La cloche d’alarme tinta, alertant tous les Gothiks qui se mirent immédiatement en quête d’un abri. Tout le monde ignorait la cause de cette alerte, pourtant pas un vampire ne s’était pas rué vers sa maison ou, pour certains, la caserne. Quand la cloche se faisait entendre, tout vampire de la garde nationale se devait de se rendre immédiatement au quartier général, situé près des portes, afin d’y prendre ses ordres. C’était là un des atouts de l’armée Gothik. On n’était pas avare d’hommes. Et il fallait bien ça face à une armée autrement mieux équipée.
L’information pénétra d’abord les rangs armés. Puis, par l’intermédiaire de quelques privilégiés aux oreilles traînantes, atteignit les quartiers bourgeois. Bientôt, le Comte Emilien reçut un émissaire qui l’avertit de ce qui se passait. Ce qui expliquait que la ville de Modernis soit si déserte. L’armée du State avançait sur la cité Gothik. Aussitôt, le Comte commanda son armure et son épée, fit envoyer des messages à ses fils aînés, d’autres d’un ordre différent à ses deux derniers enfants, et partit avec sa garde rapprochée en direction des portes nord. Sa femme, Holly von Dast, eut un mauvais pressentiment, et revêtit elle aussi de quoi se protéger. Guère rompue à l’art du combat, elle empoigna pourtant une longue lame et partit rejoindre son aimé époux.
Les premiers bombardements causèrent déjà de nombreux morts dans les rangs Gothiks. Le ciel de la vieille ville en était tout bouleversé. Lui d’ordinaire si simple, dédié tout entier aux étoiles, le voici traversé de gerbes oranges et jaunes. Les vampires n’en menaient pas large, mais résistaient bien. Ils étaient nombreux, chaque corps tombé était aussitôt remplacé. Lorsqu’une première ligne atteignit les rangs ennemis, la tendance s’inversa.
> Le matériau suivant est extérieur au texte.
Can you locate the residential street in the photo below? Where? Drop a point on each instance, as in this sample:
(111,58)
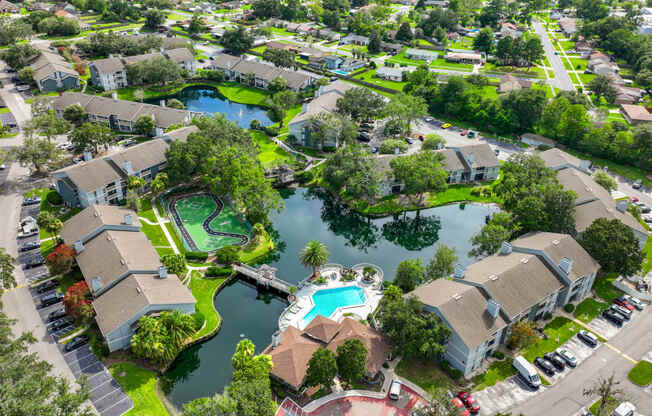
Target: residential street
(565,397)
(561,80)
Ils pouvaient avoir des mitrailleuses, des canons, des tanks, les vampires menaient par leur vitesse. Et sans homme pour commander ces engins de mort, l’efficacité était nulle. Pourtant, cela devait être serré, car l’armée Modernis était tout de même bien remplie.
Chaque camp eut son heure de gloire. Ce fut d’abord pour les Gothiks, quand leurs deux princes guerriers firent leur apparition, courant de toute leur vitesse, côte à côte. Le prince noir exécuta une bonne vingtaine d’ennemis dès son arrivée. Lilith, sa faux de toujours, tranchait sans temps mort. Lui-même se déplaçait avec une agilité morbide qui déstabilisait chaque humain qui avait la malchance de se trouver sur son passage. Le visage de ce Messie des corbeaux était couvert du sang de ses ennemis, la lame de Lilith luisant d’écarlate. Quant à Elijah, il était pareil à un serpent, se glissant entre les rangs humains avec une rapidité extraordinaire. Il ne faisait pas beaucoup de morts sur son passage. Il voulait voir son père.
Le Comte et son fils se retrouvèrent. Ils eurent à peine le temps d’échanger quelques paroles, Elijah informant Emilien qu’Ulrick et Lucie prendraient la route pour le château au plus vite, que le Comte cracha du sang. Une salve de balles venait de transpercer son dos et sa nuque. Il s’effondra sous les cris désespérés de ses proches, plus particulièrement de sa femme. Il fut emmené en direction du château afin d’y être soigné le plus efficacement possible, mais le résultat était là. Le camp Modernis était revigoré. Et même la tête volante du coupable, occasionnée par un Yvan von Dast empli de fureur sauvage, ne réduit pas cette ardeur.
La guerre était déclarée. Elle ne devait pas se terminer avant le jour.